In the present study, the biocompatibility of electrospun PHB scaffolds made of microfibers has been assessed by seeding cells onto the scaffolds. PHB can cause prolonged and acute inflammatory responses, so it is important to obtain a high-purity material to build carefully designed scaffolds and always check their biocompatibility [40]. The first film for surgical applications made of PHB was approved by the FDA in 2007 [41,42]. The same year, Suwantong et al. (2007) [43] published an in vitro study in which they assessed the cytotoxicity of PHB fiber mats seeded with SCs, showing that the material is compatible with this kind of cell [43]. However, no modifications were made to the mats in terms of fibers and pores in order to test their influence in SC behavior as made in the present study. PHB represents a great industrial and scientific advance in the search for new sustainable energy sources; however, one of the main challenges faced by researchers is the design of scaffolds with desirable properties for the growth and proliferation of cells [44]. The scaffold designs tested in the present study have demonstrated a positive effect on SC growth and proliferation, especially the ones with the thickest fibers and biggest pores.

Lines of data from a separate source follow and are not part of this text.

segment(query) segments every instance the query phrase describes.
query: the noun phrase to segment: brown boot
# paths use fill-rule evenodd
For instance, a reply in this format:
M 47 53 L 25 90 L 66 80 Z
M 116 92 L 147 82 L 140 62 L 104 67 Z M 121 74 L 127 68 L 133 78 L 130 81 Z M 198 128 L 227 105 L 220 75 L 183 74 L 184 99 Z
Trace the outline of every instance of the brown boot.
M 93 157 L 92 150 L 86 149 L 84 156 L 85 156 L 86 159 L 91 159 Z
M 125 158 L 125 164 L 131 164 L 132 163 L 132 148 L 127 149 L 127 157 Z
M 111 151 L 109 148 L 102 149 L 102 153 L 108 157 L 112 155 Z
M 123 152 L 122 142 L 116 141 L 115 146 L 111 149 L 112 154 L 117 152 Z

In the present study, the MTT assay results indirectly suggest that the number of active SCs attached to the scaffolds did not change significantly throughout the culture period. This apparent reduction in the proliferation rate could be explained by the pronounced contact inhibition of the growth of the used cells (SCL 4.1/F7). The pore size was large enough for the cells to infiltrate the scaffold, being surrounded by fibers with no space to divide. Regarding the cell morphology, it would be nice to observe the morphology of seeded cells over a longer time period since, in the present study, only 5 days were analyzed. Regarding translational aspects, rodent SCs, such as the ones used in this study, are notoriously more indiscriminate than human SCs; it has been reported that they can accept different substrates and divide in response to a wider variety of growth factors [45]. Therefore, even though the findings reported in the present study are promising, they should not be generalized to all species. Even though the present study found potential evidence that bigger pores and thicker PHB fibers result in higher SC viability, further studies are needed to optimize the design of PHB electrospun scaffolds for nerve regeneration.

5. Conclusions

Electrospun PHB microfibrous scaffolds proved to be compatible with SCs. SC infiltration and adhesion resulted in the formation of a three-dimensional network composed of intertwined fibers and cells, creating an environment that mimics the natural extracellular matrix found in tissues. The cell viability did not change for different fiber thicknesses when pore sizes were equivalent. The cell viability only changed when the pore size changed. Although we were unable to obtain scaffolds with different pore sizes and equivalent pore sizes, our results suggest that the pore size has a dominant influence on the cell viability. The number of active SCs attached to the scaffolds did not change significantly throughout a culture period of seven days.